Qualquer dinheiro desviado dos cofres públicos precisa ser devolvido e os responsáveis pelo desvio, punidos, como fez o TCU nesses casos. O que causa surpresa na lista das punidas é a ausência de empresas de maior porte e de valores mais expressivos.
O TCU argumenta que tem dificuldades para comprovar fraudes e sua ação é limitada pelos recursos judiciais. Seu procurador-geral, Lucas Furtado, diz que o sistema atual é "viciado" e "incentiva as empresas a pagar subornos ou, se quiser usar um eufemismo, doações de campanha". Para mudá-lo, diz ele, o TCU deveria poder quebrar sigilos bancários e fiscais para facilitar a produção de provas. Dentre as funções atribuídas ao TCU não está, porém, a de polícia.
O TCU tem a função de auxiliar o Congresso Nacional na apreciação das contas do presidente da República e da aplicação dos recursos federais. A Constituição atribuiu ao TCU diversas competências privativas, entre as quais, além do exame das contas do presidente da República, o julgamento das contas dos responsáveis pela administração de dinheiro e bens públicos; o exame das contratações de pessoal e das concessões de aposentadorias aos servidores; a apuração de denúncias sobre irregularidades ou ilegalidades na utilização de recursos federais; e a aplicação de sanções e determinação de correção de ilegalidades ou irregularidades em atos e contratos públicos.

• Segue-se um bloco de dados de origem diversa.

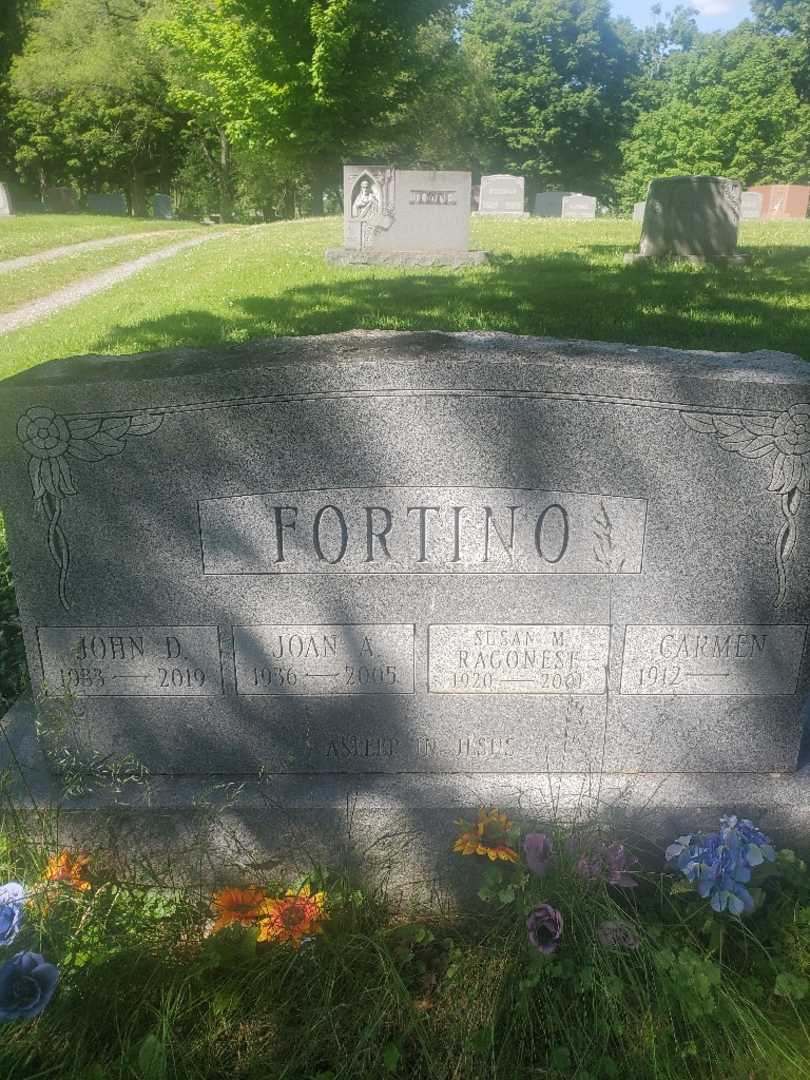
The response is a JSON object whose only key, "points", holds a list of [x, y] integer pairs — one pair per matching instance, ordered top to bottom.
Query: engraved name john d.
{"points": [[422, 530]]}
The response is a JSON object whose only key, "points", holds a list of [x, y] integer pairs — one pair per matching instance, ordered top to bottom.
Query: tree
{"points": [[558, 71], [307, 81], [91, 103], [727, 107]]}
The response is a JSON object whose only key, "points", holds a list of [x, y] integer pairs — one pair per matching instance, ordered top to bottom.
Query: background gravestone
{"points": [[503, 194], [61, 200], [782, 201], [113, 203], [550, 203], [751, 206], [162, 207], [579, 207], [405, 217], [692, 217], [416, 572]]}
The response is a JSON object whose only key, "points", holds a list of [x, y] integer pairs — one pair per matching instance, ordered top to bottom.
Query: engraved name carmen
{"points": [[410, 530]]}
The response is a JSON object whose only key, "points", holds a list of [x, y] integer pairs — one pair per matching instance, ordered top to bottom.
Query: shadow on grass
{"points": [[765, 305]]}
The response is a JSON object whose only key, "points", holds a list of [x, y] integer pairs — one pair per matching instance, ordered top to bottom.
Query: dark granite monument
{"points": [[405, 217], [691, 217], [420, 571]]}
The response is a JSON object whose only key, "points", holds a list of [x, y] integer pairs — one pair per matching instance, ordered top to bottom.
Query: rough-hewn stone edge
{"points": [[350, 256], [740, 258]]}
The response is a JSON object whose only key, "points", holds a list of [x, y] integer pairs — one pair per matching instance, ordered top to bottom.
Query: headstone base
{"points": [[379, 257], [740, 258], [198, 827]]}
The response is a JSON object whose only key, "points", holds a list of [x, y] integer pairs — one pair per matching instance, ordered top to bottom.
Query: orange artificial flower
{"points": [[487, 838], [68, 868], [237, 905], [295, 915]]}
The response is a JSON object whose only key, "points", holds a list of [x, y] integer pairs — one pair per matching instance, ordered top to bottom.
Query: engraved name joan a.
{"points": [[421, 530], [712, 660]]}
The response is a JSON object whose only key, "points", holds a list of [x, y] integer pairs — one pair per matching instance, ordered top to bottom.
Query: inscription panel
{"points": [[422, 530], [511, 658], [728, 659], [318, 660], [131, 661]]}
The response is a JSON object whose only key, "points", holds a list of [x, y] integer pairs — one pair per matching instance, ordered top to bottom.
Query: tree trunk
{"points": [[226, 192], [137, 193]]}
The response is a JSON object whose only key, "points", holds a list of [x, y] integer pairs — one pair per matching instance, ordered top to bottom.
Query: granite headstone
{"points": [[502, 194], [61, 200], [783, 201], [112, 203], [550, 203], [751, 205], [162, 207], [579, 207], [405, 217], [691, 217], [416, 559]]}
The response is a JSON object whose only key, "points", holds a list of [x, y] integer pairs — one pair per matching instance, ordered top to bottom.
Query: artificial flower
{"points": [[487, 837], [538, 849], [237, 905], [296, 915], [26, 986]]}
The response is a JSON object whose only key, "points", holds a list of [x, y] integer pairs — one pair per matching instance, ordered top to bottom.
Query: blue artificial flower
{"points": [[720, 863], [12, 895], [26, 986]]}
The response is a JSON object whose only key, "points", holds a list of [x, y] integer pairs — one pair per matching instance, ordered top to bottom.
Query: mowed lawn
{"points": [[29, 233], [548, 278]]}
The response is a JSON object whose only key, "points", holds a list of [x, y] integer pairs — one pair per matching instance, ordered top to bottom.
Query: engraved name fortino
{"points": [[421, 530]]}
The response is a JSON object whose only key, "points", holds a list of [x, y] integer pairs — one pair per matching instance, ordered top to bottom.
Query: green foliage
{"points": [[558, 71], [725, 107]]}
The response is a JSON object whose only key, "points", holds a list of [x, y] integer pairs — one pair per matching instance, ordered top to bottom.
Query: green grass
{"points": [[28, 233], [557, 279], [19, 286], [148, 994]]}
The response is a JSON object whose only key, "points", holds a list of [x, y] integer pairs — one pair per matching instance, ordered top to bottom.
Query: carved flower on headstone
{"points": [[784, 437], [50, 440]]}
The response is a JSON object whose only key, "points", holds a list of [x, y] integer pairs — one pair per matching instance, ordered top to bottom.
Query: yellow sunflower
{"points": [[487, 838], [68, 868], [237, 905], [295, 915]]}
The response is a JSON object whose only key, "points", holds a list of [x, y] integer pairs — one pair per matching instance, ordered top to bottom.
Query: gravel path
{"points": [[85, 245], [72, 294]]}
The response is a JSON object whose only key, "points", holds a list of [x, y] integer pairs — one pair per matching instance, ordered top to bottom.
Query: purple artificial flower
{"points": [[538, 848], [12, 895], [544, 926], [618, 935], [26, 986]]}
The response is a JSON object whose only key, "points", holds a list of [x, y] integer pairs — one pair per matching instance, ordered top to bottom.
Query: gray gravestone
{"points": [[502, 194], [61, 200], [550, 203], [113, 204], [751, 206], [162, 207], [578, 207], [405, 217], [691, 217], [416, 572]]}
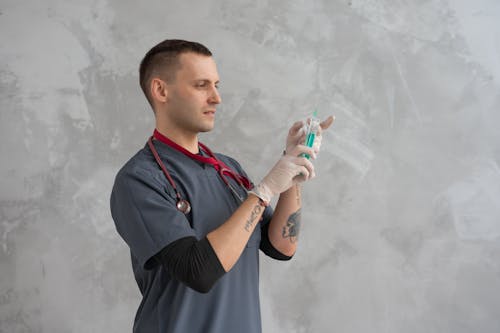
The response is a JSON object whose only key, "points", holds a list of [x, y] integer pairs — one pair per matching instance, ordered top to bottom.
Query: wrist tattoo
{"points": [[297, 193], [253, 215], [292, 227]]}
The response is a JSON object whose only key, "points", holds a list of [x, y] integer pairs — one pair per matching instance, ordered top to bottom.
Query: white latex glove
{"points": [[288, 171]]}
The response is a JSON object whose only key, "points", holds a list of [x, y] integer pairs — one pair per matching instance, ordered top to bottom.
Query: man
{"points": [[193, 228]]}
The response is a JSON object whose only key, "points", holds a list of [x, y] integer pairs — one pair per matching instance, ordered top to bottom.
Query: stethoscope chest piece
{"points": [[183, 206]]}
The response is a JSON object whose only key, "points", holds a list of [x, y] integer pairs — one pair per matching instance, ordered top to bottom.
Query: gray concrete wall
{"points": [[401, 229]]}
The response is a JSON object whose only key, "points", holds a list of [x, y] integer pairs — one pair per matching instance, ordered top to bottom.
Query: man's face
{"points": [[193, 96]]}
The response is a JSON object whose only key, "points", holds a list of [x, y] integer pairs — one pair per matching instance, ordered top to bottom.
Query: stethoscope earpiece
{"points": [[183, 206]]}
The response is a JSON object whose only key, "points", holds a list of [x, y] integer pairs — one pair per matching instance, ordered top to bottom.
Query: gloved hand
{"points": [[297, 134], [289, 170]]}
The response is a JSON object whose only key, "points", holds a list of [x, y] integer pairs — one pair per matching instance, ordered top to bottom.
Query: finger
{"points": [[327, 123], [301, 149], [303, 162], [302, 174]]}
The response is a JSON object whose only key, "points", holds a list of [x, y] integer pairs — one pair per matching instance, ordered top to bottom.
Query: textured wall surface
{"points": [[401, 228]]}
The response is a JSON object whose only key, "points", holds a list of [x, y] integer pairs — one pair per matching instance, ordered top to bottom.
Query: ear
{"points": [[158, 90]]}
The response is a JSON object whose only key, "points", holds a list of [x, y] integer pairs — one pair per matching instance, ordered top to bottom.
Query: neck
{"points": [[188, 141]]}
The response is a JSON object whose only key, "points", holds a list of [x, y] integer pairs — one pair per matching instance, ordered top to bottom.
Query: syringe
{"points": [[311, 131]]}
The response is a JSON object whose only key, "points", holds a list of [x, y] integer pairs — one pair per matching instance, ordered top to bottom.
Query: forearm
{"points": [[285, 224], [229, 240]]}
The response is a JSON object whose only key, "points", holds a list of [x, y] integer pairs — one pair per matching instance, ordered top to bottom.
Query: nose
{"points": [[215, 96]]}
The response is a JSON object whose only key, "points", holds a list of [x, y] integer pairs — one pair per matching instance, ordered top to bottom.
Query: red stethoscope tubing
{"points": [[182, 204]]}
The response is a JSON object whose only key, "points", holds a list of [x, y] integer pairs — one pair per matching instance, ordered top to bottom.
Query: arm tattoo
{"points": [[297, 192], [255, 212], [292, 227]]}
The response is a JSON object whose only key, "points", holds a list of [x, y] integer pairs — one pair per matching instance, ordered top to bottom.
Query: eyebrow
{"points": [[206, 80]]}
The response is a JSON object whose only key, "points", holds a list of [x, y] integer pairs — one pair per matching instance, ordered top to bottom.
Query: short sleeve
{"points": [[145, 215]]}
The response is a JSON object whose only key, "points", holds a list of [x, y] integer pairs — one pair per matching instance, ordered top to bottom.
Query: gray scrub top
{"points": [[143, 208]]}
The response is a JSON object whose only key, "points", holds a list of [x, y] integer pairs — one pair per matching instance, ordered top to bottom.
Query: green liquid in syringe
{"points": [[309, 142]]}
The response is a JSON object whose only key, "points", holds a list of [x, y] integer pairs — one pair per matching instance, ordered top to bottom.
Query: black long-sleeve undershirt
{"points": [[195, 263]]}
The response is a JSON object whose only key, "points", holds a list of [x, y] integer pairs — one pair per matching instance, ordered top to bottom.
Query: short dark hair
{"points": [[163, 58]]}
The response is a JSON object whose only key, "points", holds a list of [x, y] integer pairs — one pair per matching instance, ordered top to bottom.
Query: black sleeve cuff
{"points": [[268, 248], [192, 262]]}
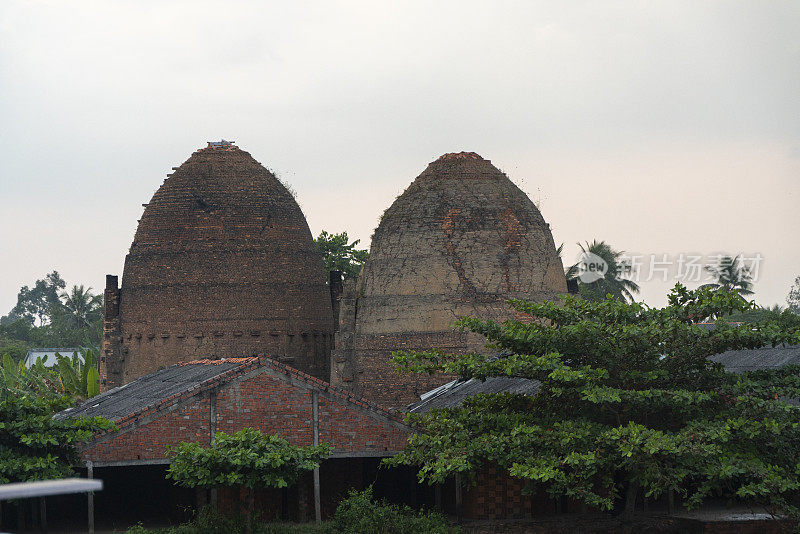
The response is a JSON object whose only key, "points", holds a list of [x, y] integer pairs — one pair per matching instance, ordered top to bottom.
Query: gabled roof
{"points": [[162, 389], [453, 394]]}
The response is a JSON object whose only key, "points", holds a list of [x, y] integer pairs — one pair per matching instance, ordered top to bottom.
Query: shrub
{"points": [[359, 513]]}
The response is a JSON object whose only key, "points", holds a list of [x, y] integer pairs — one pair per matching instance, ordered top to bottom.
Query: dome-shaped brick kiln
{"points": [[460, 241], [222, 265]]}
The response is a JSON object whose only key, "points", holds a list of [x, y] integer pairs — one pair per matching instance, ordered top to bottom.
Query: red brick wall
{"points": [[265, 401], [150, 441], [496, 496]]}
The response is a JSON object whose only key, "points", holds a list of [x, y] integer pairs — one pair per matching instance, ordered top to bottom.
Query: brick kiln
{"points": [[461, 240], [222, 264]]}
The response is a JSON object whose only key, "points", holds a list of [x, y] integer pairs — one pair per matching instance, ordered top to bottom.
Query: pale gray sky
{"points": [[662, 127]]}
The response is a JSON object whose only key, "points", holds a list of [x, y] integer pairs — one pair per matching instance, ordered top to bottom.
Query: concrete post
{"points": [[315, 419], [90, 509]]}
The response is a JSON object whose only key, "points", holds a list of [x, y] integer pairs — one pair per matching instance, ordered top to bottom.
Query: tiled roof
{"points": [[152, 393], [453, 394]]}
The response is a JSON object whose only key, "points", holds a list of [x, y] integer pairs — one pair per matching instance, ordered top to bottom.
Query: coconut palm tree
{"points": [[731, 275], [611, 282], [81, 305]]}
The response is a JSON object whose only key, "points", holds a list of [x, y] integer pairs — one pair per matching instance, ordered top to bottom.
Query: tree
{"points": [[338, 255], [731, 275], [609, 282], [793, 299], [38, 302], [81, 306], [628, 404], [36, 446], [247, 458]]}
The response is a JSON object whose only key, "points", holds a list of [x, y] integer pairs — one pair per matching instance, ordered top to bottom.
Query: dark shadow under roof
{"points": [[151, 389]]}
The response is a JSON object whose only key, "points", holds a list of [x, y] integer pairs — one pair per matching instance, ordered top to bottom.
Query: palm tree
{"points": [[731, 275], [611, 282], [81, 306]]}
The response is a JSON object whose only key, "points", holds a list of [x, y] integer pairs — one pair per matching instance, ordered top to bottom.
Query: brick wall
{"points": [[460, 241], [223, 264], [261, 399]]}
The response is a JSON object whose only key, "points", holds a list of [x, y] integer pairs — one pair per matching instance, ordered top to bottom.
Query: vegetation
{"points": [[341, 255], [731, 275], [612, 282], [47, 316], [76, 376], [629, 405], [34, 445], [247, 458], [359, 513]]}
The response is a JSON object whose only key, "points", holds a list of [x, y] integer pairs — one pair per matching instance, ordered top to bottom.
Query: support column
{"points": [[315, 425], [212, 430], [458, 496], [90, 509]]}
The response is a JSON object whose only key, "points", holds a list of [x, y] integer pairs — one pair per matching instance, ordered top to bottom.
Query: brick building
{"points": [[460, 241], [222, 264], [192, 401]]}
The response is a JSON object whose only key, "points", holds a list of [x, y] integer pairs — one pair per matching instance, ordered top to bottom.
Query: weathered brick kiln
{"points": [[222, 265]]}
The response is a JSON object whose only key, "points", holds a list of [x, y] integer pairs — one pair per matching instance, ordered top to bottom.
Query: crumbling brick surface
{"points": [[460, 241], [223, 264], [268, 396]]}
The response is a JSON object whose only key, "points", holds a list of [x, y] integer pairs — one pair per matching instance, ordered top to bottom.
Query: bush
{"points": [[359, 513], [209, 521]]}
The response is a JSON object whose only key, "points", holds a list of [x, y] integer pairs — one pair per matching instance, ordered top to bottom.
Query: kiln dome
{"points": [[222, 264]]}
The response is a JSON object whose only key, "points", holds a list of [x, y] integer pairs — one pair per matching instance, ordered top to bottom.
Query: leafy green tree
{"points": [[341, 255], [731, 275], [612, 282], [793, 299], [37, 302], [81, 306], [76, 377], [628, 404], [36, 446], [247, 458]]}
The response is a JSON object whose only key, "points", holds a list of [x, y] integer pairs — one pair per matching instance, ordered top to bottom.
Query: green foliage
{"points": [[340, 255], [612, 283], [36, 303], [41, 319], [13, 347], [73, 376], [628, 399], [34, 445], [248, 458], [359, 513], [209, 521]]}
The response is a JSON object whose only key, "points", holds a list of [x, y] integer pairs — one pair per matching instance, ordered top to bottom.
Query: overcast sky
{"points": [[661, 127]]}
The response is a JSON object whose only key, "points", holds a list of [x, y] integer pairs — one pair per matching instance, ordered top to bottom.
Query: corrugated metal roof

É também de sua competência aplicar multas e condenar os responsáveis por irregularidades ao ressarcimento de prejuízos causados ao erário; decretar a indisponibilidade de bens de responsáveis por atos ilegais ou irregulares; inabilitar pessoas para o exercício de cargos de confiança por até oito anos; e declarar a inidoneidade, por até cinco anos, de empresas que tenham cometido fraudes ou ilegalidades nos três níveis da administração pública. Pode também realizar inspeções e auditorias por iniciativa própria ou por solicitação do Congresso.
O TCU não parece ter visto necessidade de agir, "por iniciativa própria", no caso das CPIs citadas. No caso mais recente, o da Operação Navalha, age com rapidez: o procurador-geral solicitou ao Superior Tribunal de Justiça o processo sobre as atividades da Construtora Gautama e de seu proprietário, Zuleido Veras, para a declaração da inidoneidade. É um bom sinal. Mas, mesmo que atue com mais rigor e presteza, sua ação será inócua: a Controladoria-Geral da União já declarou a empresa inidônea, o que a impede de ter negócios com o governo federal.